|Visit Will Be a Show-Stopper across the World, Says Patten
By Kate Devlin
September 15, 2010
The Pope's visit will feature "schedule-stopping" images that will be beamed across the world, the peer organising the trip has predicted.
Among the lasting pictures from the state visit would be that of the historic meeting between the Pontiff and the Queen in Edinburgh, Lord Patten said.
The Tory politician also brushed aside criticisms of poor organisation and a lack of public interest in the trip.
There have been concerns about the low take-up of tickets for events including the open air Mass in Bellahouston Park in Glasgow tomorrow, where capacity has been cut to 80,000.

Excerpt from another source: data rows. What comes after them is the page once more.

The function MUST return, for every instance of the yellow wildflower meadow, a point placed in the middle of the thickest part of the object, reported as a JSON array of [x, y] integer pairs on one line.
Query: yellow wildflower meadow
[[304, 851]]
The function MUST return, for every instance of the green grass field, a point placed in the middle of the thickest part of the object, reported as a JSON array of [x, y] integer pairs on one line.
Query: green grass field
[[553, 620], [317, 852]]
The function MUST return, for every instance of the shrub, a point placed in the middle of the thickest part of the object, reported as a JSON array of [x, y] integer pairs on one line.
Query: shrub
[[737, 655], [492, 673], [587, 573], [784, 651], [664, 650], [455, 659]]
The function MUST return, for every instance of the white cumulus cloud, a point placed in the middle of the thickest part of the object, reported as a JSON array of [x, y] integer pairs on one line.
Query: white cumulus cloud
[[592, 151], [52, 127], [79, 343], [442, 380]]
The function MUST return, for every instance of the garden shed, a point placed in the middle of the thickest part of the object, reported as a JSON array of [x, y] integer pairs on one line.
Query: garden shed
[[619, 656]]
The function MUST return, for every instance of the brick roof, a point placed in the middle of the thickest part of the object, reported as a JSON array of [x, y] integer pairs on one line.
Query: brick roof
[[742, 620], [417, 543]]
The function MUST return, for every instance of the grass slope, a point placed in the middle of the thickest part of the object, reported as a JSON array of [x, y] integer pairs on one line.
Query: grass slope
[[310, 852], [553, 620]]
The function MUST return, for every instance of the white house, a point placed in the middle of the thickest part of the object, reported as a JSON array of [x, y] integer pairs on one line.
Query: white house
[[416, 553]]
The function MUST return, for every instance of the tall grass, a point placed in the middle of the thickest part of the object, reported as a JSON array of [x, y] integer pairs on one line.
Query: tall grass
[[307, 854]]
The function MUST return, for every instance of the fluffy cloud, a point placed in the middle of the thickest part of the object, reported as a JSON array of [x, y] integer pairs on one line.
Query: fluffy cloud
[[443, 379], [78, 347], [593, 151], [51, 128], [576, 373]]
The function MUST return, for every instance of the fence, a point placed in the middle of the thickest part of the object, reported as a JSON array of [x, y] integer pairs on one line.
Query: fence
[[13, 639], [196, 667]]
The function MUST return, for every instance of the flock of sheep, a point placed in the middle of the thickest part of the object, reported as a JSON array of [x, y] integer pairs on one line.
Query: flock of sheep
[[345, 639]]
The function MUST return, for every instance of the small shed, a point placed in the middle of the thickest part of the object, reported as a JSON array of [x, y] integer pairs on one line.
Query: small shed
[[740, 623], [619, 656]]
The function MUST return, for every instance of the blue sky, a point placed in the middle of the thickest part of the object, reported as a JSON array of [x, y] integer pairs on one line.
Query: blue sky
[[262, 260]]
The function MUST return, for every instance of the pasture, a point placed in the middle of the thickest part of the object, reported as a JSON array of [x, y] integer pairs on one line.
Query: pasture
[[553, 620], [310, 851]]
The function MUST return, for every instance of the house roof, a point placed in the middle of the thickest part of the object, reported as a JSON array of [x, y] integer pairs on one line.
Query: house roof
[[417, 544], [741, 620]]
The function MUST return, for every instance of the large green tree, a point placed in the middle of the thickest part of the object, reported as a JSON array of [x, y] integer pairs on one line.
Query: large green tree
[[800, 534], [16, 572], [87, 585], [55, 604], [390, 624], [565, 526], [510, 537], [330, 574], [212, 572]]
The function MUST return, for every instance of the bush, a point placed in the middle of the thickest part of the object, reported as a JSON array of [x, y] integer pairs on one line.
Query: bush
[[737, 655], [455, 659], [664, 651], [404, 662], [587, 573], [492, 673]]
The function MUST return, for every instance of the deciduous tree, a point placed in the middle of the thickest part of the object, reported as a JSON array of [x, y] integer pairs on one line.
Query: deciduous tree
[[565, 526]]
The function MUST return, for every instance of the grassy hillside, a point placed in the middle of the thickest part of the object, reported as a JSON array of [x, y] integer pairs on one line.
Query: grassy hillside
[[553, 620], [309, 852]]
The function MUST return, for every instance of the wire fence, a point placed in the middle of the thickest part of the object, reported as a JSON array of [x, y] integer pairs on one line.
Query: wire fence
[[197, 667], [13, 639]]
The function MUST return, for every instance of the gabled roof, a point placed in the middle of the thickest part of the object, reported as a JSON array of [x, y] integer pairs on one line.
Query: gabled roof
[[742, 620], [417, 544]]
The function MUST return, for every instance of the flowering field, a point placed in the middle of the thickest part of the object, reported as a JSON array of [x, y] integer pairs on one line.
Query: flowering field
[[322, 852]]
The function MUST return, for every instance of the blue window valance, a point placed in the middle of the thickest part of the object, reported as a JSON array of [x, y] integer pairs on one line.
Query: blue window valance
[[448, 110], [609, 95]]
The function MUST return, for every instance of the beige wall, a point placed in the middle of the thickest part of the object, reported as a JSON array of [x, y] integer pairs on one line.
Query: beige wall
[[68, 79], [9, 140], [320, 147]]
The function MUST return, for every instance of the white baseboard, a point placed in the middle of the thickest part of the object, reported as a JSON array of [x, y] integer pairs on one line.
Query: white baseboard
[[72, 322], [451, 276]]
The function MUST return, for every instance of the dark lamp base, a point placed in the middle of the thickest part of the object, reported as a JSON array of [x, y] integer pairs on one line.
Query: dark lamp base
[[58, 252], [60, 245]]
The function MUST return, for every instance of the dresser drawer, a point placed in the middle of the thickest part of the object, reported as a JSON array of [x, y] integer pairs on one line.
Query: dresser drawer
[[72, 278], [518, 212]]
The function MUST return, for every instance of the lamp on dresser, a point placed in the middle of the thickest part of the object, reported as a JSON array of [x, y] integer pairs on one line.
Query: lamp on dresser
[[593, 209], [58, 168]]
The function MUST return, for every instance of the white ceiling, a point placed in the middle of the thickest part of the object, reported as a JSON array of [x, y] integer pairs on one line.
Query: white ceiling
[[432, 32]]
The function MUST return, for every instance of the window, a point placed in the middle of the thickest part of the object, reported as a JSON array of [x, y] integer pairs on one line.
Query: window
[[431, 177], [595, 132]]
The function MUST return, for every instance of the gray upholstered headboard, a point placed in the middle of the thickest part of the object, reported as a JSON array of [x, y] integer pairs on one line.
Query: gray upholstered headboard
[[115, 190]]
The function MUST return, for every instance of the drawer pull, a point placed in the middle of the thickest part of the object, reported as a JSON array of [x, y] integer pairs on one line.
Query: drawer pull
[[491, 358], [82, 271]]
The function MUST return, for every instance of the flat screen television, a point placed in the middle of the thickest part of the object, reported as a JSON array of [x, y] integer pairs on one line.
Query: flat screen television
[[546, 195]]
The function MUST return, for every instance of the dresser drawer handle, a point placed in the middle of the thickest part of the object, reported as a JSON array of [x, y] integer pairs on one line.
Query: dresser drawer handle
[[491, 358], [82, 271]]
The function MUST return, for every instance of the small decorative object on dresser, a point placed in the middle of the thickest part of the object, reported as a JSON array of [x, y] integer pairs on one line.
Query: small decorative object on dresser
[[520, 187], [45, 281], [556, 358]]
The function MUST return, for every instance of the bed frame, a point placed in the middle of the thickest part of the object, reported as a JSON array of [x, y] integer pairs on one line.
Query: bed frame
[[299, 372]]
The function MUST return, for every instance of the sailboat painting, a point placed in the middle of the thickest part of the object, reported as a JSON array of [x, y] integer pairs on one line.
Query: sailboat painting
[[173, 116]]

However, church insiders believe negative publicity in the run-up to Pope Benedict XVI's visit, including calls for protests against the church's record on sexual abuse, will be turned around once he arrives here.
They claim a similar pattern was seen when the Pope visited America two years ago.
Lord Patten, the former Tory minister and last Governor of Hong Kong, said the best answer to the critics of the visit would be thousands of people who turn out to see the Pope.
He was backed by Archbishop Vincent Nichols, the leader of Catholics in England and Wales, who said that the faithful would show a profound loyalty towards Pope Benedict XVI, who will be making his first state visit to Britain.
Archbishop Nichols said: "I am quite sure, and it is my experience in parish after parish, standing at the back of Westminster Cathedral day after day, that Catholics are looking forward to this visit very much indeed."
As well as the British public, Lord Patten predicted that the eyes of the world would be on the UK during the visit.
He picked out iconic images such as the historic meeting in Edinburgh and the journey by the Popemobile to Hyde Park in London as pictures that would be broadcast internationally.
"I think it will be a schedule-stopper right around the world as far as news editors are concerned," he said.
He also brushed aside concerns over a planned protest by the Rev Ian Paisley in Edinburgh tomorrow, saying simply that "some things don't change".